After being sacked from Harvard, Leary became synonymous with America’s countercultural movement, coining phrases such as “turn on tune in an drop out.” The Nixon administration banned all pscyhoactive drugs in 1971.

“Leary went too far in saying everyone should be taking it,” says Wates. “The government were worried about the consequences of people being high all the time and thought it made people more left wing. They banned it for research reasons against the advice of their medical advisers.

“In this country we are quite conservative when it comes to drugs. The media have played their part in demonising them, and while there is a lot to demonise, when they do show promise to help the massive problem of mental health we should take a reasonable line.” Carhart-Harris’ team are cautious about the positive results of the trial, not least because due to limited funds there were only 20 patients.

“They feel they are right but are taking it slowly in case something goes wrong.”

For several weeks after his trip, John felt he had been cured, but his family found it hard to adjust to the change in him.

“After the second dose he felt his depression had gone 100 percent but it was going to be weird for family members that their partner had changed. Coming back into an environment where people were so used to him being depressed ate away at the wellbeing that he felt.”

Andy also reported a big improvement but not a cure.

“He felt better and I wonder if he had another dose or a stronger one he could have cut those ties that held him back.”

Mark remained the same but Wates wonders: “Is he wedded to the idea of his life being like that. He has lived it for so long is he willing to change?

Carhart-Harris is now undertaking further research and America’s powerful FDA has just approved psilocybin as a “breakthrough drug” approving a 400 strong research project in the US and Europe next year.

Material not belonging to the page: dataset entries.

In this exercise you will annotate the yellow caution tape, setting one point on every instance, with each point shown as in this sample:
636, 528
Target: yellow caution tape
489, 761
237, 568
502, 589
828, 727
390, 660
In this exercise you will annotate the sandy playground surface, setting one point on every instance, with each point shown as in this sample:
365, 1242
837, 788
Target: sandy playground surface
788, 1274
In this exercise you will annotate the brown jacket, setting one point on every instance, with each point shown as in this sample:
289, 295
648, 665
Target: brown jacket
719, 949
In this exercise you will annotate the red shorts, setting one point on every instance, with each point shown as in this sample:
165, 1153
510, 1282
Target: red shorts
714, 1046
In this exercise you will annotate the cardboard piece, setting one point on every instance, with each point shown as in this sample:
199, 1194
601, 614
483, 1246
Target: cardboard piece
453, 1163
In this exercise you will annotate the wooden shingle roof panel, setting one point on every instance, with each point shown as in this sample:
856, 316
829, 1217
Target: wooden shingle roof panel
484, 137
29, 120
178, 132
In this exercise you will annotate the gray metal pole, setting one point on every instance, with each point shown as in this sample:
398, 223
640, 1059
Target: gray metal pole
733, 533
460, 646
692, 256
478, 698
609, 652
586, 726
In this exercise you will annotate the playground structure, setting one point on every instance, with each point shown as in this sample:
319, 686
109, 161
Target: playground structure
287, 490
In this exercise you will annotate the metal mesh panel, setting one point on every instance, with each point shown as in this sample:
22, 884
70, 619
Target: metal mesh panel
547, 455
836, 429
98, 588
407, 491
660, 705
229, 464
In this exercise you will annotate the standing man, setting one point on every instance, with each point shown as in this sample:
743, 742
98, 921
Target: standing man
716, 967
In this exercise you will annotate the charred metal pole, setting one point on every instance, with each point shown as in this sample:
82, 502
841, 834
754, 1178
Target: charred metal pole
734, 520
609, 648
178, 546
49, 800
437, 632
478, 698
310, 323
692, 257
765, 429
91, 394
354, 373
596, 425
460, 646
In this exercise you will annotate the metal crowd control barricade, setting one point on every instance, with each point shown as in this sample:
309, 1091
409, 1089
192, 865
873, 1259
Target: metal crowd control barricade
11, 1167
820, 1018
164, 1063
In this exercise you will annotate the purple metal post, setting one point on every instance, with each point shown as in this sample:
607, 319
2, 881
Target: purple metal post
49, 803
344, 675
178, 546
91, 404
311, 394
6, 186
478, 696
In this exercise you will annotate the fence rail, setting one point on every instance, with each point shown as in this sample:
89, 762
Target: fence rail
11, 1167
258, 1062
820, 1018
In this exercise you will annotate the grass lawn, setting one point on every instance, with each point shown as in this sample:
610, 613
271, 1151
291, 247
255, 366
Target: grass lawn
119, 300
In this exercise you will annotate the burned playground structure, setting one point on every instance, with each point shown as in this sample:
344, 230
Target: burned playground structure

COMPASS Pathways who are running this large-scale clinical trial for ‘treatment-resistant depression’ describe psilocybin as shaking the brain up “like a snow globe”, rebooting it by deactivating negative connections and creating new ones.

“They fast-tracked it and that does not happen very often,” says Wates, who tried magic mushrooms “once or twice” in his 20s when they were legal.

“That was part of the reason why I instinctively know that there was something intriguing about this. I was lucky in my trip to just have laughter and no bad thoughts. “There are 65 million prescriptions for anti-depressants in the UK, and if one or two doses of psilocybin can cut down on the handful of drugs Mark takes every day, or get just 20 percent off them, it has to be cost effective.”